Misconfigurations are the primary cause of cyber security issues in the Cloud, according to a new report. Misconfiguration means that the public cloud server instances, such as storage and compute, are configured in such a way that they are vulnerable to breaches.
According to Cloud security firm Trend Micro, 230 million misconfigurations are happening in Cloud on average each day, proving this risk is prevalent and widespread.
“Cloud-based operations have become the rule rather than the exception, and cybercriminals have adapted to capitalize on misconfigured or mismanaged cloud environments,” said Greg Young, vice president of cybersecurity for Trend Micro.
“We believe migrating to the cloud can be the best way to fix security problems by redefining the corporate IT perimeter and endpoints,” Young said in a statement on Wednesday.
Gartner predicts that by 2021, over 75 per cent of midsize and large organizations will have adopted multi-cloud or hybrid IT strategy.

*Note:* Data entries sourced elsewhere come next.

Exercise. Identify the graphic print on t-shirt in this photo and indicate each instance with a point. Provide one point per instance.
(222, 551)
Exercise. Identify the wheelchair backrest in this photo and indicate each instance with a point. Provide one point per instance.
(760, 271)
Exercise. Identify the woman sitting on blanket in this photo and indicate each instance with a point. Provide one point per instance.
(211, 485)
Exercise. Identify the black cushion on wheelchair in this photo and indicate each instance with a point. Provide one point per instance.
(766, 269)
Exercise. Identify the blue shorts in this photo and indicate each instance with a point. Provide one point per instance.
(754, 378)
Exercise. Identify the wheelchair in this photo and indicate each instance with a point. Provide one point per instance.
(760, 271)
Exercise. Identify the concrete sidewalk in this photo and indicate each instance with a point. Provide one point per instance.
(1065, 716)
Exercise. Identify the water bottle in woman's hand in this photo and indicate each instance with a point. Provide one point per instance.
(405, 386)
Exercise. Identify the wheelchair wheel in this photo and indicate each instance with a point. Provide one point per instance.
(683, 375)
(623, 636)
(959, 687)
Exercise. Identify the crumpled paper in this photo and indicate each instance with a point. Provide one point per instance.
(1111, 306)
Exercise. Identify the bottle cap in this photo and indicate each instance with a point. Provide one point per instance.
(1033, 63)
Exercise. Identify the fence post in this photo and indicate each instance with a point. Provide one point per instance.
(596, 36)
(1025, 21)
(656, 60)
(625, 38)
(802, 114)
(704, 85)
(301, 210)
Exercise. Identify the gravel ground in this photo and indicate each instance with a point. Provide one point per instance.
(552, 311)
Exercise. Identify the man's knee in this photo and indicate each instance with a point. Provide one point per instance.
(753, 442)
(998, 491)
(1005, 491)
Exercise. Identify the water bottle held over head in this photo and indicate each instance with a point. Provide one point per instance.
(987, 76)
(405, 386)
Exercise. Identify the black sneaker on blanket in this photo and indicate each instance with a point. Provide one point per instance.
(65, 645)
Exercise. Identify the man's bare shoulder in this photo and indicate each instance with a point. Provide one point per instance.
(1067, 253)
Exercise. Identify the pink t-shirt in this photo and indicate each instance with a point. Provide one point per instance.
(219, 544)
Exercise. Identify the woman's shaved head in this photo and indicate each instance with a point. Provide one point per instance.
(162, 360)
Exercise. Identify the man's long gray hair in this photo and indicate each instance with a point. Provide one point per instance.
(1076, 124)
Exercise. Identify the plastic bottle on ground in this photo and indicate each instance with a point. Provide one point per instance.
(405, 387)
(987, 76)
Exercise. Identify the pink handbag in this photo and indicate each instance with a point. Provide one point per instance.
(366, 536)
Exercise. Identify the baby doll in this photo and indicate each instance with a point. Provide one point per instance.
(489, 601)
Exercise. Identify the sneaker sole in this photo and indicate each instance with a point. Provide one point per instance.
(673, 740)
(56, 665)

As cloud platforms become more prevalent, IT and DevOps teams face additional concerns and uncertainties related to securing their cloud instances.
The research found threats and security weaknesses in several key areas of cloud-based computing, which can put credentials and company secrets at risk.
Criminals capitalizing on misconfigurations have targeted companies with ransomware, cryptomining, e-skimming and data exfiltration.
“Misleading online tutorials compounded the risk for some businesses leading to mismanaged cloud credentials and certificates,” said the report.
“Taking ownership of cloud data is paramount to its protection,” said Young.